Courtesy pas au-delà
La Jetée (1962) (literally "The Jetty" or "The Pier", but in this case idiomatically meaning "The Terminal," as in an airport terminal) is a black and white 28-minute science fiction film by Chris Marker.
It tells the story of a post-nuclear war experiment in time travel by using a series of filmed photographs developed as a photomontage of varying pace with no dialogue and a limited narration consisting of a voice over. It contains only one single brief moving image.
Due to its brevity it often accompanies other films; Jean-Luc Godard's Alphaville (1965) was the film it was first released with.
Terry Gilliam's 1995 film Twelve Monkeys was inspired by and loosely based on La Jetée. --http://en.wikipedia.org/wiki/La_Jet%E9e [Jul 2006]
Non-Original Music by Trevor Duncan (stock music)
Movies have adapted movies (e.g. Twelve Monkeys deriving from La Jetée).
Flashback
A good example of both analepsis and prolepsis is the first scene of La Jetée. As we learn a few minutes later, what we are seeing in that scene is a flashback to the past, since the present of the film's diegesis is a time directly following World War III. However, as we learn at the very end of the film, that scene also doubles as a prolepsis, since the dying man the boy is seeing is, in fact, himself. In other words, he is proleptically seeing his own death. We thus have an analepsis and prolepsis in the very same scene. --http://en.wikipedia.org/wiki/Flashback_%28literary_technique%29 [Jul 2006]

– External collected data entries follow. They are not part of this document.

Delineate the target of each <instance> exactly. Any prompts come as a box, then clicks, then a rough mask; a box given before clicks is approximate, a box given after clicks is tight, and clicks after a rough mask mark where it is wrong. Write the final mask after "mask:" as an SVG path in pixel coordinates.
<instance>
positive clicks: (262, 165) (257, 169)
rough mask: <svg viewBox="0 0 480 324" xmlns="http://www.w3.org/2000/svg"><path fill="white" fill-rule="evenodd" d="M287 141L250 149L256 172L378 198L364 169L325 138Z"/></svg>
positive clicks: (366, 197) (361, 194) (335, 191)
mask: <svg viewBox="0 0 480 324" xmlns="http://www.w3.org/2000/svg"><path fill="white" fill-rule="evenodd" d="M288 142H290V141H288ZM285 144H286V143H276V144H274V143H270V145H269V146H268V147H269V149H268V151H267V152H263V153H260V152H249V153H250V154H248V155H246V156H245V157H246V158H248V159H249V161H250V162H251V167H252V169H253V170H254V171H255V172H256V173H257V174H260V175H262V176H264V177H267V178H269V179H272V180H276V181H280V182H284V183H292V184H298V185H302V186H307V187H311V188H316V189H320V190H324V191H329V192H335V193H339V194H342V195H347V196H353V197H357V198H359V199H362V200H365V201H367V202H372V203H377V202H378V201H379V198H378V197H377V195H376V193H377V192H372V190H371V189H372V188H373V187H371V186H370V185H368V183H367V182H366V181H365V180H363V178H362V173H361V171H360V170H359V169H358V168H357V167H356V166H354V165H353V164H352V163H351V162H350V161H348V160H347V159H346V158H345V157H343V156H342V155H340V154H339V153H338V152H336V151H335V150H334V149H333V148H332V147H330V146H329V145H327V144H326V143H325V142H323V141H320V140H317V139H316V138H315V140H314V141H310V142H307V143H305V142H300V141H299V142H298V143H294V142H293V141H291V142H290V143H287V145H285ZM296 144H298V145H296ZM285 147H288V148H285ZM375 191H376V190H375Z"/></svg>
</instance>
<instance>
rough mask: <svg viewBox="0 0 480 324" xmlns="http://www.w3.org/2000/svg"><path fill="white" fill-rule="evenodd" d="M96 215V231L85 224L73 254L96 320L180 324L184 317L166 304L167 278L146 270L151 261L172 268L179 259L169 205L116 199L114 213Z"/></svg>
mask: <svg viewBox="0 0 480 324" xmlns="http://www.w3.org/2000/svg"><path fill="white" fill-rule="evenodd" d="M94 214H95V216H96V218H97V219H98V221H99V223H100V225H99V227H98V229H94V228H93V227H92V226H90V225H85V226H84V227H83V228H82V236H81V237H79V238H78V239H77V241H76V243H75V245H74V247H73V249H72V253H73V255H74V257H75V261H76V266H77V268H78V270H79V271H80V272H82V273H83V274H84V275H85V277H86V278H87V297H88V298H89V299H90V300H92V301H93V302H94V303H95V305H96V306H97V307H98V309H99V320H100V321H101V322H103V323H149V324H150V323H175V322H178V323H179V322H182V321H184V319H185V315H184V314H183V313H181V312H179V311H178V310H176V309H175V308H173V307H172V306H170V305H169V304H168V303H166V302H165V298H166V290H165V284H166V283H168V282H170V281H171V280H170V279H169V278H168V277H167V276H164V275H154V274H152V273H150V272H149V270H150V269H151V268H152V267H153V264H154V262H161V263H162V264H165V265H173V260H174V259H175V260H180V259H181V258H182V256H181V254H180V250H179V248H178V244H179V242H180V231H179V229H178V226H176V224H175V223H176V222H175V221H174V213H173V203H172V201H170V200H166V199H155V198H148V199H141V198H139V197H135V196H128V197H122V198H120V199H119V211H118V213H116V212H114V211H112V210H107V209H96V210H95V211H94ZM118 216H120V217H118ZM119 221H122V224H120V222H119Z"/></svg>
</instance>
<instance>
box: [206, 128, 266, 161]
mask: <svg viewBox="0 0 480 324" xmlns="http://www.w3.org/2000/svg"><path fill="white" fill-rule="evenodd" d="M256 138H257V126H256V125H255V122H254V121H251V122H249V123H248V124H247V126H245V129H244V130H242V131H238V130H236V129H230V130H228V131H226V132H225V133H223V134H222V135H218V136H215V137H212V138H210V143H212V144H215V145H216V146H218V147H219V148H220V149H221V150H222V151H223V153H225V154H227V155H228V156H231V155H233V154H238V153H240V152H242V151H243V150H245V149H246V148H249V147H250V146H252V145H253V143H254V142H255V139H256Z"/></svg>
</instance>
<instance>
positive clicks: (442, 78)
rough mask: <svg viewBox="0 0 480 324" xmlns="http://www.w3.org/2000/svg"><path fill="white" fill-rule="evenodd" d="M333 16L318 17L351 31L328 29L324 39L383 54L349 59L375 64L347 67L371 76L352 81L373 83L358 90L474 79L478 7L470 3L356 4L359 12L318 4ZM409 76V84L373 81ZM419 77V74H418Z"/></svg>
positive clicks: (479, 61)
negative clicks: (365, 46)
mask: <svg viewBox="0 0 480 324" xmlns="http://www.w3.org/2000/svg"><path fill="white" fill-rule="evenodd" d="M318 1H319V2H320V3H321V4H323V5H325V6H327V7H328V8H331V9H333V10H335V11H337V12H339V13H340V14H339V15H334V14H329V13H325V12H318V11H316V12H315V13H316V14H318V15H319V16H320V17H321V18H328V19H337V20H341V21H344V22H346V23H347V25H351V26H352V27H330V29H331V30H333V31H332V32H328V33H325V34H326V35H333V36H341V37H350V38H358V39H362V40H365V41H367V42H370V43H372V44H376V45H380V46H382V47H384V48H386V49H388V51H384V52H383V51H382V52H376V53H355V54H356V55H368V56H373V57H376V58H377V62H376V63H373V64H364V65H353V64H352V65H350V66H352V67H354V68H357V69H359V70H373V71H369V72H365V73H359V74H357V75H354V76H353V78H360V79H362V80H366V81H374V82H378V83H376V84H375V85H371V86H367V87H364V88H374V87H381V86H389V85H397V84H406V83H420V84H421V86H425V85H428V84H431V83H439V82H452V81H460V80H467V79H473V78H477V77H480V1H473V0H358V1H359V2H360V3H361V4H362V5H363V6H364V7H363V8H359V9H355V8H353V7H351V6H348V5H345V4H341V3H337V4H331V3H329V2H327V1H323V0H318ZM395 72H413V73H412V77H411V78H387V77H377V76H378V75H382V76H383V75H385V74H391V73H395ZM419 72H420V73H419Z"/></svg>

In La Jetée (1962), the hero is haunted by a memory from his childhood, which turns out to be himself as an adult.
Time travel
A common theme in time travel movies is dealing with the paradoxical nature of travelling to the past. The film La Jetée (1962) has a self-fulfilling quality as the main character as a child witnesses the death of his future self. It famously inspired 12 Monkeys (1995). In Slaughterhouse-Five (1969) the main character jumps backwards and forwards across his life, and ultimately accepts the inevitability of his final fate. --http://en.wikipedia.org/wiki/Science_fiction_film [Jul 2006]
Predestination paradox
Another potential inspiration for the 1984 The Terminator is the well-regarded 1962 French film, La Jetée, a short black and white film by director Chris Marker. Told entirely in still images and narration, the film concerns a man in an underground post-nuclear future sent back into the pre-apocalyptic past to obtain resources necessary to continue humanity. The man is selected for his mission because his fixation on a memory from that period, in which he sees a beautiful woman and a man dying. The film concludes, as The Terminator does, with a predestination paradox; while in the past, the man falls in love with a woman who bears a striking resemblence to the woman in his memory, and then fulfils his own destiny by becoming the very man he witnessed dying, thus enabling him to travel back into the past. --http://en.wikipedia.org/wiki/The_Terminator [Jul 2006]
Anatole Dauman
La Jetée was produced by Anatole Dauman's influential Argos Films.